IMPRESSION:  At this time, neuropsychological impression is consistent with the effects of a large middle cerebral artery distribution infarct with associated right hemiplegia as well as language impairment.  There was an issue of visual fields being deficient.  This will be further evaluated as the patient's language skills improve.  Overall adjustment appears consistent with level of frustration secondary to deficits that would be expected as part of the recovery process. 

Axis I:  Cognitive disorder, not otherwise specified, with associated language impairment as well as adjustment reaction, not otherwise specified, mild. 
Axis II:  Deferred. 
Axis III:  See history above including a left middle cerebral artery distribution nonhemorrhagic stroke. 
Axis IV:  Current psychosocial stressors include current level of disability as well as loss of home in this past year as well as economic change. 

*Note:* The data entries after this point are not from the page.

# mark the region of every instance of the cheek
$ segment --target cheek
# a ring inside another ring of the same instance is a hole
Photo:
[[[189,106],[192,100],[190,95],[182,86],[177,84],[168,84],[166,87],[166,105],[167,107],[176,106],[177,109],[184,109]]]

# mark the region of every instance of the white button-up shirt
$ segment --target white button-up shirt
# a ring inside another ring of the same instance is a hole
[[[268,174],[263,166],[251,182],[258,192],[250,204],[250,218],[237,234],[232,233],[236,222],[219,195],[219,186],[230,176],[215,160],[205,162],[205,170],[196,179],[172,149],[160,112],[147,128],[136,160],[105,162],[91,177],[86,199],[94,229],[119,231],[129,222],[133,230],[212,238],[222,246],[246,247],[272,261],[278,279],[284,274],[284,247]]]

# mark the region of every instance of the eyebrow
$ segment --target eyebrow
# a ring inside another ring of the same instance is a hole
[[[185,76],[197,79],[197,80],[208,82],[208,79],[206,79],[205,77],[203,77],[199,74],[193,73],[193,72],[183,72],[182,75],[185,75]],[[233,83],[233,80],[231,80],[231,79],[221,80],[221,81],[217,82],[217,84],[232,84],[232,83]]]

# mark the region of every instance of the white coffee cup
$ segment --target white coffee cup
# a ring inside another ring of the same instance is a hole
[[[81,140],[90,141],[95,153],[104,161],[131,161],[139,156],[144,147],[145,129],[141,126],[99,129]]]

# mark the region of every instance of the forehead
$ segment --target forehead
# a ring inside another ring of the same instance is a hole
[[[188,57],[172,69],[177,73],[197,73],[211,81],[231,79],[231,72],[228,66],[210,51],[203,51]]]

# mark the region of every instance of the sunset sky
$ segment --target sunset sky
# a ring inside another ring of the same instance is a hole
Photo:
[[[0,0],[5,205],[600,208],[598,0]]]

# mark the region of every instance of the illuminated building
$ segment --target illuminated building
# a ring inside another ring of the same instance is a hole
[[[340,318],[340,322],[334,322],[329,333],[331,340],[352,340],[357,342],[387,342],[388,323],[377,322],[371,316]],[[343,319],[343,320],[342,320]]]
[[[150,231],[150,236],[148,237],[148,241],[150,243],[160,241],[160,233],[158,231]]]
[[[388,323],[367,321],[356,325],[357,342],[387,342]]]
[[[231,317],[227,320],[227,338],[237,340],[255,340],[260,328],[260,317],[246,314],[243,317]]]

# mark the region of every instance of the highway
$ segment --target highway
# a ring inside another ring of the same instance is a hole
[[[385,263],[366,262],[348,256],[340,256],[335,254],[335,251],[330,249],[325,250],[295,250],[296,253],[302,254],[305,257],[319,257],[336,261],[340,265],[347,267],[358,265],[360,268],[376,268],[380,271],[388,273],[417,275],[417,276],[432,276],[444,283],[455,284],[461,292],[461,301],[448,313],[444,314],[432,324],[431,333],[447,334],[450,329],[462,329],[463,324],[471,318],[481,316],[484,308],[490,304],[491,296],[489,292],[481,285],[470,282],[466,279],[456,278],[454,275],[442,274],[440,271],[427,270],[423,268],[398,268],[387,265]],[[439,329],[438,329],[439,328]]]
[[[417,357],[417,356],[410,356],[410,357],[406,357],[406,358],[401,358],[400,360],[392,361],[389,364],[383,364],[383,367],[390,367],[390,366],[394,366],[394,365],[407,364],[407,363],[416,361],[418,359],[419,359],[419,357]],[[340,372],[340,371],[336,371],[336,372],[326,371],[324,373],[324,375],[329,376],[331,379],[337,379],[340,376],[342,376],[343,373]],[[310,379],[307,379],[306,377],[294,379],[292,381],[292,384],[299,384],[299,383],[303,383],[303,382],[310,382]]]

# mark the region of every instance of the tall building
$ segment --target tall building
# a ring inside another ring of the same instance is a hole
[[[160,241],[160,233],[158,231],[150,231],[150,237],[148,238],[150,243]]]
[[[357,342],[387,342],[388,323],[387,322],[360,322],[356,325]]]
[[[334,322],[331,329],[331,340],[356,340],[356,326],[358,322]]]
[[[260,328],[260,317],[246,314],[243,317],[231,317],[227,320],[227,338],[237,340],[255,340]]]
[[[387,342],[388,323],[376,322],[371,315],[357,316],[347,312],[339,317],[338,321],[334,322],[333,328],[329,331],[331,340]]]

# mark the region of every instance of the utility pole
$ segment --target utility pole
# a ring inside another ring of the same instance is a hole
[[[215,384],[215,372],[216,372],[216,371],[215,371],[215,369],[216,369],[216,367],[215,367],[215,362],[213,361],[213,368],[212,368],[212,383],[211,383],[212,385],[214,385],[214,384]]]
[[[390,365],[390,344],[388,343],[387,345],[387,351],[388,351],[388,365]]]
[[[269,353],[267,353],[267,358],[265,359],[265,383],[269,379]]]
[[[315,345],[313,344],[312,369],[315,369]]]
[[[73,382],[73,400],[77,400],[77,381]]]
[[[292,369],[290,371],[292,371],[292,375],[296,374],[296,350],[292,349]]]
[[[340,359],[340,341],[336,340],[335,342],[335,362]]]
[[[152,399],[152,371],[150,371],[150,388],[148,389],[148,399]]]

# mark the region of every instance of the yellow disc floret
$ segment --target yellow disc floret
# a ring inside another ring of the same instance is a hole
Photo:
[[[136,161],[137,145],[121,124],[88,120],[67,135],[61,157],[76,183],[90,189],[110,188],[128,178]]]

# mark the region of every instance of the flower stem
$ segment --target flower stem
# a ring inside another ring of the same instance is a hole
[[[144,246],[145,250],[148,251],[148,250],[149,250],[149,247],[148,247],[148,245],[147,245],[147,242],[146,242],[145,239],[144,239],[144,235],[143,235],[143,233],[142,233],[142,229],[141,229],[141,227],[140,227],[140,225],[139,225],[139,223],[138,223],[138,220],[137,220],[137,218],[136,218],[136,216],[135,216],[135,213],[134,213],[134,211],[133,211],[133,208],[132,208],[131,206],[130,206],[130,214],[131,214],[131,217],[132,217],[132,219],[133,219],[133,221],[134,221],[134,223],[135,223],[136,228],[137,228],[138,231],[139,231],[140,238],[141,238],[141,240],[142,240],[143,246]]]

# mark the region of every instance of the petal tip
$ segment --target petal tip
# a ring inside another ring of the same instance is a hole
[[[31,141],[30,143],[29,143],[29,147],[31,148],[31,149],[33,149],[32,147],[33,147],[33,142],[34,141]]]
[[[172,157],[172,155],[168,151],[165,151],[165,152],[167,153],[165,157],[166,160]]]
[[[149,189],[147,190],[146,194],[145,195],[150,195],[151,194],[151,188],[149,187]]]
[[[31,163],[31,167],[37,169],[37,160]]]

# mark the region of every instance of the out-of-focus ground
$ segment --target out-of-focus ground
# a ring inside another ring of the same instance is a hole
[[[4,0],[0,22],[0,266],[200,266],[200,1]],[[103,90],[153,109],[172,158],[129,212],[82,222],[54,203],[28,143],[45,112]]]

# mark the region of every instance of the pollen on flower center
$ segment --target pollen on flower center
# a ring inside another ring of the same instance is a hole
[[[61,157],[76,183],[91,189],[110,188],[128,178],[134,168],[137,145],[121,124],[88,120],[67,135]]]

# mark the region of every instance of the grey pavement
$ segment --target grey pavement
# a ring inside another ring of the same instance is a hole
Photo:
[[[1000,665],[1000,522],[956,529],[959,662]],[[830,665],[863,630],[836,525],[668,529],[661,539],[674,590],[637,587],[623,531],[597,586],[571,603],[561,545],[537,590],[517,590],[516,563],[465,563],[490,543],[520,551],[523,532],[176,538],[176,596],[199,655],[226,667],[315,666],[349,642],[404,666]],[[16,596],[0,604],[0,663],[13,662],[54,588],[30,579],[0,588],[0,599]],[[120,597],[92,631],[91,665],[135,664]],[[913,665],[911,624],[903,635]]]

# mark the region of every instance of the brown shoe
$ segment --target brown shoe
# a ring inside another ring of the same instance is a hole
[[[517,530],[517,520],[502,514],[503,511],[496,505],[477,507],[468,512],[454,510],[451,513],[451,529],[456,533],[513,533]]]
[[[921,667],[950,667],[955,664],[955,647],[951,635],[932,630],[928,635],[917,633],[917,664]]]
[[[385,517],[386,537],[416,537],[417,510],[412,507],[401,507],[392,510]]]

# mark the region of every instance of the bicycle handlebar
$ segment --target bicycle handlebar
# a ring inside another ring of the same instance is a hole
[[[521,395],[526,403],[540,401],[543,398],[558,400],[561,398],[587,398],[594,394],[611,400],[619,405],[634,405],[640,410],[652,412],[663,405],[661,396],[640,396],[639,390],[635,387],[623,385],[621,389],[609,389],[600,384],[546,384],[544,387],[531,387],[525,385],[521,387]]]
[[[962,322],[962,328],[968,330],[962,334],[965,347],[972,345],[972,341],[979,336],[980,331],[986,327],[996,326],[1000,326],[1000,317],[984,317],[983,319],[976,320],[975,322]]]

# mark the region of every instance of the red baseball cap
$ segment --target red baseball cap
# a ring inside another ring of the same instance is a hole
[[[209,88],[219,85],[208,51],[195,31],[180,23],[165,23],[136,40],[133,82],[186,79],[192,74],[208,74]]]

Axis V:  Current global assessment of functioning equals approximately 35 secondary to severe communication deficit, and past year would equal approximately 85 to 90. 

RECOMMENDATIONS:  At this time, further intervention by Neuropsychology.  Will be working with the patient's wife for educational purposes, as well as helping her to understand cognitive and linguistic deficits following this type of stroke.  In addition, the patient will be discussed during neurobehavioral rounds as appropriate, and finally, followup intervention for cognitive as well as adjustment issues will be provided on an as-needed basis providing that the patient is able to tolerate this form of treatment.  Neuropsychological assessment will likely not be able to be completed during the time of the inpatient rehabilitation stay secondary to language impairment.  However, if the patient demonstrates enough comprehension, then neuropsychological assessment would be attempted.  Thank you for this consultation.